Smishing (SMS Phishing)¶
Sending phishing messages from the victim's phone to their contacts:
- Malware reads contact list (via
READ_CONTACTS) - Sends SMS to each contact with a malicious link
- Recipients trust the message because it comes from a known number
- Recipients click the link and install the malware
FluBot spread across Europe using this exact method, reaching millions of devices.
C2 Channel¶
SMS as a backup command-and-control channel:
- Works without internet
- Not visible to network monitoring tools
- Messages can be deleted from the sent folder to hide evidence
- C2 server sends commands via SMS to victim's number
Notable Families¶
| Family | SMS Usage |
|---|---|
| FakePlayer | First Android malware (2010). Premium SMS only. |
| FluBot | SMS worm. Sent phishing to all contacts. Dismantled by Europol 2022. |
| Joker | Premium subscription via SMS and WAP billing. Thousands of Play Store variants. |
| Harly | Invisible subscription fraud via hidden WebView and SMS confirmation. |
| GriftHorse | Premium SMS at scale. 10M+ victims. |
| TrickMo | SMS forwarding for 2FA bypass. |
| MoqHao | Smishing distribution to victim's contacts. Pan-Asian campaigns. |
| Rafel RAT | SMS C2 channel as backup. Ransomware unlock via SMS. |
| Anubis | SMS forwarding, premium SMS capability. |
| SpyNote | Full SMS send/read/intercept. Mass deployment. |
| Mamont | SMS forwarding for OTP exfiltration. |
Android Version Changes¶
Android 4.4 (API 19): introduced default SMS app concept. Non-default apps can still send SMS but may not be able to write to the SMS content provider.
Android 5.1 (API 22): premium SMS protections.

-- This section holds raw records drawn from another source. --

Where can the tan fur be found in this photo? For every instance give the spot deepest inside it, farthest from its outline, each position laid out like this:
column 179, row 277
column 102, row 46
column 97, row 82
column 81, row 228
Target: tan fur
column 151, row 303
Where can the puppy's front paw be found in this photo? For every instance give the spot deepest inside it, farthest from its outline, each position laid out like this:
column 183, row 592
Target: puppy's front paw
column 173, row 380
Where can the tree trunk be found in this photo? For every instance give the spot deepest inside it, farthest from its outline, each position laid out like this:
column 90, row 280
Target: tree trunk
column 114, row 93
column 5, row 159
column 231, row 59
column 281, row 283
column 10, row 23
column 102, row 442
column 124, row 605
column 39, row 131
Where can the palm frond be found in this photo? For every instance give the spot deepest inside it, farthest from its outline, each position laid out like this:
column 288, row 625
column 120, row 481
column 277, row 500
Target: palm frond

System warns user before sending to premium numbers.
Google Play 2019: restricted SEND_SMS to apps declared as default SMS handler or with approved use cases.
Detection¶
SEND_SMS combined with READ_CONTACTS or RECEIVE_SMS suggests worm-like or phishing distribution behavior. Combined with INTERNET, suggests SMS data exfiltration or C2 relay.